Google Just Made Voting Easier in the UK

Google Just Made Voting Easier in the UK

Unless you’ve been hiding in a cabin with no Facebook or email, you’re intimately familiar with online petitions. These stirring pleas come from well-meaning friends and family and often represent important causes. They’re an easy route to activism: one click and you “sign” your name, signalling that you agree with the cause. But there’s always a followup step: would you be willing to contact your legislator and tell them how you feel?

Personally, if it’s a cause I agree with, I’m totally willing. After all, the influence of thousands of likes or online signatures remains relatively small, whereas direct contact from a constituent does have some political cache. But here’s the problem: who the heck is my legislator, and what’s their email?

That could be a question no one has to ask in the future—at least not in the United Kingdom. Google just rolled out an extremely useful new knowledge box in UK-based search results for terms like “UK ballot” or “UK election candidates.” It lets you enter your postcode and instantly find out who’s on the ballot.

As you might guess from those keywords, the current intention of this knowledge graph box is strictly about upcoming elections. (The box also reminds you that election day is May 7.) It’s apparently meant to help voters find out who’s on the ballot in their area. Entering a postcode will show you all of your parliamentary candidates along with their party affiliation.

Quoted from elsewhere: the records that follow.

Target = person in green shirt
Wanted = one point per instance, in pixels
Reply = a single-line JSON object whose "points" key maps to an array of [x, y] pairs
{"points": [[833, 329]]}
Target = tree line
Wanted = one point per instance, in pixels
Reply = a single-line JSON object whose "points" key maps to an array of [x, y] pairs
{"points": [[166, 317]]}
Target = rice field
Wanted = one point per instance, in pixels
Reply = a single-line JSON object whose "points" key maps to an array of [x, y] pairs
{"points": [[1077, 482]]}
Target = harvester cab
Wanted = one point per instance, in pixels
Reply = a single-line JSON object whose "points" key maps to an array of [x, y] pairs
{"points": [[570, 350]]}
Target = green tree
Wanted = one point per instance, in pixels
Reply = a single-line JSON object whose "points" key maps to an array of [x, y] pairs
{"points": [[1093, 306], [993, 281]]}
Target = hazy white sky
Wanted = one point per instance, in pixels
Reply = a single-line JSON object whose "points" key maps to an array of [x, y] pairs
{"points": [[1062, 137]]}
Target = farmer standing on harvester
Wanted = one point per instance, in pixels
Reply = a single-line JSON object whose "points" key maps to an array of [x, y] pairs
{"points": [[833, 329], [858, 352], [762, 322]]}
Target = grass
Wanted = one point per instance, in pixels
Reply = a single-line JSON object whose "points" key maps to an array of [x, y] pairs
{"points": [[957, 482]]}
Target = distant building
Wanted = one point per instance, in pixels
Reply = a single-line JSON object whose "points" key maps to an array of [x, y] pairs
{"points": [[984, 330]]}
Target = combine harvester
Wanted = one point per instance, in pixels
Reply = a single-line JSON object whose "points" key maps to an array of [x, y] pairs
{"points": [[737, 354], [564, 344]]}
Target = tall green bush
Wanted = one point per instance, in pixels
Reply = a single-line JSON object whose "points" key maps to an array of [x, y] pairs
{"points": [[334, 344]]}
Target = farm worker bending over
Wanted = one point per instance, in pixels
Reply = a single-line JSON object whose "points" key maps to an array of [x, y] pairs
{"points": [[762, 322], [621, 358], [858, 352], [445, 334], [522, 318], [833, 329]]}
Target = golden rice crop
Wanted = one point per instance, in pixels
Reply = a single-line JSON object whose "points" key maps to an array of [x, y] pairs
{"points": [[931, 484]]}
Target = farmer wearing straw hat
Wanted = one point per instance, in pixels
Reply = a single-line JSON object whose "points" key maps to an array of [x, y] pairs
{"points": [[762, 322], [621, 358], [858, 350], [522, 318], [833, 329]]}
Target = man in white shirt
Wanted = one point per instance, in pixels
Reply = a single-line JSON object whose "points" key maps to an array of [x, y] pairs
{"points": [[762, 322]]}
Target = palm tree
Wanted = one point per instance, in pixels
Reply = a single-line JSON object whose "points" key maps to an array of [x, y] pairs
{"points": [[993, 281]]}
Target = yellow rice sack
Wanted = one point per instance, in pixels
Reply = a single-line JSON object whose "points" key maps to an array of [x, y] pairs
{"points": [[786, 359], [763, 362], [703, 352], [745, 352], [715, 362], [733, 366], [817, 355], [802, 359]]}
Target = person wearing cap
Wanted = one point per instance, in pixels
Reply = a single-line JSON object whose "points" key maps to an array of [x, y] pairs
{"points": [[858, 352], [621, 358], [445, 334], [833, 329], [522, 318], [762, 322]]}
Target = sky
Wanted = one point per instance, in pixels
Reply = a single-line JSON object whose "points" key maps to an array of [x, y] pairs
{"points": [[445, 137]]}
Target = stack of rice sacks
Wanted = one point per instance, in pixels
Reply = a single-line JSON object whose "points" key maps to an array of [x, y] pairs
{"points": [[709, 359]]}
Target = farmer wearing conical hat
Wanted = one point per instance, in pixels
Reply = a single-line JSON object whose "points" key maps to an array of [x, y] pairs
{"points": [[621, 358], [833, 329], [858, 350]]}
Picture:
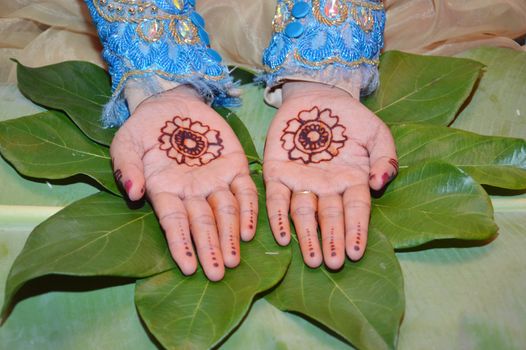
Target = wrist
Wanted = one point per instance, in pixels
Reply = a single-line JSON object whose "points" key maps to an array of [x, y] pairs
{"points": [[295, 89]]}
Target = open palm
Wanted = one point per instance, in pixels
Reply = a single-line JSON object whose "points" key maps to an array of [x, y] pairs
{"points": [[324, 151], [188, 161]]}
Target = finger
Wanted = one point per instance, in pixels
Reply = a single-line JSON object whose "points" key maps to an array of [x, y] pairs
{"points": [[357, 208], [127, 165], [303, 212], [226, 212], [174, 221], [204, 233], [278, 202], [383, 160], [246, 194], [330, 215]]}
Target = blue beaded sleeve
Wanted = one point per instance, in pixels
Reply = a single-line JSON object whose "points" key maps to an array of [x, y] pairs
{"points": [[163, 38], [312, 35]]}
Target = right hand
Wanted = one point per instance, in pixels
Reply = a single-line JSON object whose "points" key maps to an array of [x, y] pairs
{"points": [[189, 162]]}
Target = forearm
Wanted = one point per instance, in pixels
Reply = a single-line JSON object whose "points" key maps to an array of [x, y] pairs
{"points": [[154, 46], [333, 42]]}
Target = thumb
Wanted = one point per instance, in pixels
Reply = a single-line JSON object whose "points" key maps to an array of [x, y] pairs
{"points": [[383, 160], [128, 168]]}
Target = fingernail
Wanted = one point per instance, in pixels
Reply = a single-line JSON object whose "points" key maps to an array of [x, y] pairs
{"points": [[127, 185], [385, 178]]}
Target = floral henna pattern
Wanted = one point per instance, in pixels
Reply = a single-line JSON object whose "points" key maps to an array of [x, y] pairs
{"points": [[313, 136], [190, 143]]}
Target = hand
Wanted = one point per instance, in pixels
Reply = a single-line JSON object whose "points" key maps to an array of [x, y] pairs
{"points": [[324, 150], [188, 160]]}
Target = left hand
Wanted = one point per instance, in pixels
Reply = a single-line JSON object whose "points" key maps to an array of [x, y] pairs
{"points": [[324, 151]]}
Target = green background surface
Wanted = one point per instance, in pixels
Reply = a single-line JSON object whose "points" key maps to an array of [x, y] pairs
{"points": [[456, 298]]}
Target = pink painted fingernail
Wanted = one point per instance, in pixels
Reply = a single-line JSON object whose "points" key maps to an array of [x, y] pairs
{"points": [[127, 185], [385, 178]]}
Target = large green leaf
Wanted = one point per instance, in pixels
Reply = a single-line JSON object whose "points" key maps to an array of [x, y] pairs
{"points": [[242, 75], [498, 106], [48, 146], [255, 114], [241, 132], [78, 88], [194, 313], [96, 236], [495, 161], [431, 201], [363, 302], [426, 89]]}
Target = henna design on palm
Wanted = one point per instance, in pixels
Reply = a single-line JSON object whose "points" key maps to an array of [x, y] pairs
{"points": [[313, 136], [190, 143]]}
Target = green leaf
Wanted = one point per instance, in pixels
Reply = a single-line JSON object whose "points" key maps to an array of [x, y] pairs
{"points": [[241, 132], [363, 302], [242, 75], [194, 313], [422, 89], [48, 146], [81, 89], [498, 106], [96, 236], [255, 114], [495, 161], [432, 201]]}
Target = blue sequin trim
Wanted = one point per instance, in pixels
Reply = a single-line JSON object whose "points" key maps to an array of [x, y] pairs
{"points": [[342, 33], [157, 38]]}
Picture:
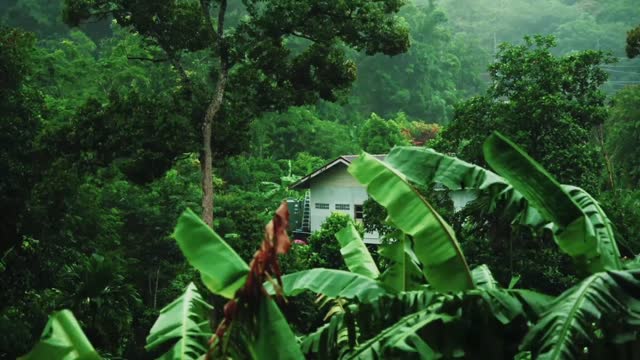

At present, the box doesn’t give you their contact information—although once you know their name it becomes much easier to find it. I would love to see this functionality expanded so that relevant search terms tell you your current representative and offer a link to their site. (I’d also love to see it cross the ocean to the US.)

At present, if you need to find out who represents you your options are limited. Depending on your state, the government website may be hard to navigate. Other websites may offer the same information in an easier format, but it’s hard to be sure how up to date they are. Google is obviously scraping this information anyway, and I’m a little surprised a “find your Congressperson” knowledge graph doesn’t already exist.

(To make sure, I just tried a few search terms including “Georgia senators,” “who is my senator,” and “who is my representative”—no dice. The Georgia senator search does bring up a knowledge box with info about the state and its government, but no option to look up who represents your area.)

Still, the new functionality in Europe will probably be replicated for future US elections and from there it’s not much of a jump to add a current representative lookup.

Which means we’ll all have one less excuse to ignore those petitions.